Religion
- Affiliation: Islam
- Branch/tradition: Sunni

Location
- Location: Banjarmasin, South Kalimantan, Indonesia
- Interactive map of Sultan Suriansyah Mosque
- Coordinates: 3°17′39″S 114°34′34″E﻿ / ﻿3.2943°S 114.5762°E

Architecture
- Type: mosque
- Completed: 1526

= Sultan Suriansyah Mosque =

Mosque in Banjarmasin, South Kalimantan, Indonesia

The Sultan Suriansyah Mosque (Masjid Sultan Suriansyah) is the oldest mosque in South Kalimantan. Built in 1526 during the reign of Sultan Suriansyah, the first Banjar King to convert to Islam. The mosque is located in the village of Kuin Utara, in Banjarmasin.

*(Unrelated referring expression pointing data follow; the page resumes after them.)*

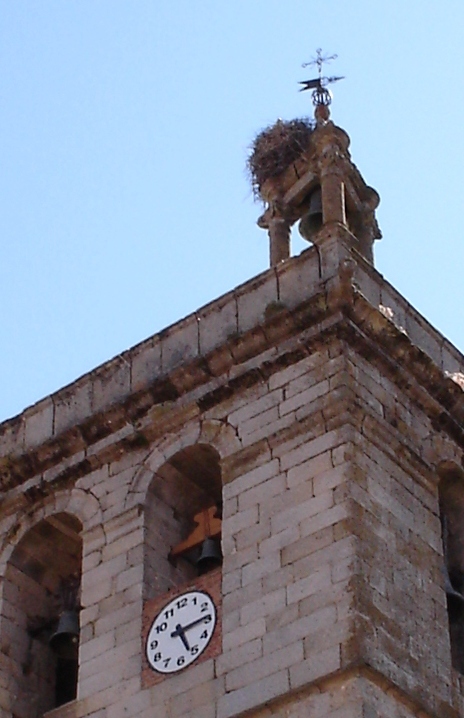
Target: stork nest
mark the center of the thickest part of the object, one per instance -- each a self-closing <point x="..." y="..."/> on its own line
<point x="275" y="148"/>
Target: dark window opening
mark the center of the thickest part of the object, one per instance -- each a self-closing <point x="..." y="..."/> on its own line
<point x="451" y="494"/>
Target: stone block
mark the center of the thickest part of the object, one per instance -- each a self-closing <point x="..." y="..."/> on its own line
<point x="39" y="423"/>
<point x="146" y="363"/>
<point x="179" y="343"/>
<point x="255" y="694"/>
<point x="73" y="404"/>
<point x="217" y="322"/>
<point x="111" y="383"/>
<point x="255" y="299"/>
<point x="299" y="278"/>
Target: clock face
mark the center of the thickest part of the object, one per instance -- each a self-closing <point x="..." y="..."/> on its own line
<point x="180" y="632"/>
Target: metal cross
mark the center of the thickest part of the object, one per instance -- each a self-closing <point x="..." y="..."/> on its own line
<point x="320" y="95"/>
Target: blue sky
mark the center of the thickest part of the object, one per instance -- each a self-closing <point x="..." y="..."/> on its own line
<point x="124" y="200"/>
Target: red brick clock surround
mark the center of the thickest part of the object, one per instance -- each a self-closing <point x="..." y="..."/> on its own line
<point x="212" y="584"/>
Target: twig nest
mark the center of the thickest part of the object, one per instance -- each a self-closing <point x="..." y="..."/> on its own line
<point x="276" y="148"/>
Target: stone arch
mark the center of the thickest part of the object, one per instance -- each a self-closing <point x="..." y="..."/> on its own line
<point x="187" y="483"/>
<point x="80" y="503"/>
<point x="41" y="580"/>
<point x="220" y="435"/>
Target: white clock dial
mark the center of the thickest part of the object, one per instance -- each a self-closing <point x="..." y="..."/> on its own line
<point x="181" y="631"/>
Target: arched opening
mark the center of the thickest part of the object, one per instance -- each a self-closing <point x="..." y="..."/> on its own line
<point x="451" y="496"/>
<point x="41" y="594"/>
<point x="187" y="484"/>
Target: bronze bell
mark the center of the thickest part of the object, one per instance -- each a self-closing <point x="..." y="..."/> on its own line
<point x="311" y="222"/>
<point x="210" y="555"/>
<point x="65" y="641"/>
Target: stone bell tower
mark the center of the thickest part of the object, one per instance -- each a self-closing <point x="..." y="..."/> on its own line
<point x="258" y="511"/>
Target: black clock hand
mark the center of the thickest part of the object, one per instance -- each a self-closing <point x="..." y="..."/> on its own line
<point x="180" y="632"/>
<point x="199" y="620"/>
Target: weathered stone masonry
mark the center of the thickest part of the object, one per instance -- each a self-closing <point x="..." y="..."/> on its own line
<point x="328" y="404"/>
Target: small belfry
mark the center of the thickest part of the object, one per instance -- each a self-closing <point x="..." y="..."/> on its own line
<point x="303" y="171"/>
<point x="258" y="511"/>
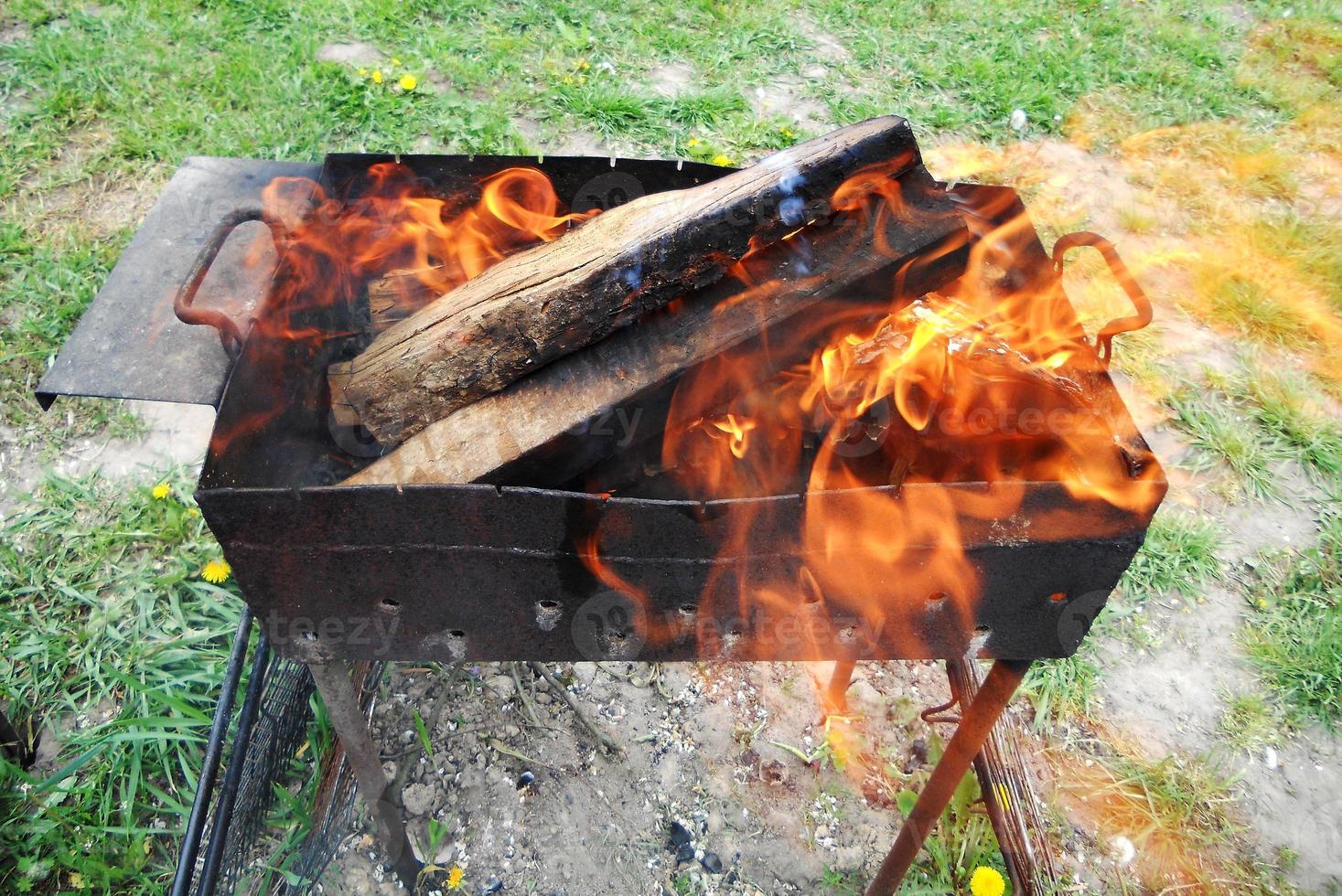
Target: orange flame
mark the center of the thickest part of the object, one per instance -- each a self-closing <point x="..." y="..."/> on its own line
<point x="332" y="247"/>
<point x="966" y="395"/>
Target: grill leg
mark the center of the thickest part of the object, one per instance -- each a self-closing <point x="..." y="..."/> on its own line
<point x="976" y="723"/>
<point x="350" y="726"/>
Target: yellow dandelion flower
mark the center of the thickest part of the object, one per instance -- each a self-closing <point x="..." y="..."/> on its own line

The mosque is a stilt house, made out of ironwood and with a three-story roof. The mihrab has its own roof, separate from the main building. The mosque's architectural style, particularly the layered roof, was taken from the Great Mosque of Demak, which took influence from the architecture of the Hindu-Buddhist civilizations of Java and Bali.

The mosque was renovated twice, first in 1978 and again in 1999. It was named a cultural heritage site on May 23, 2008.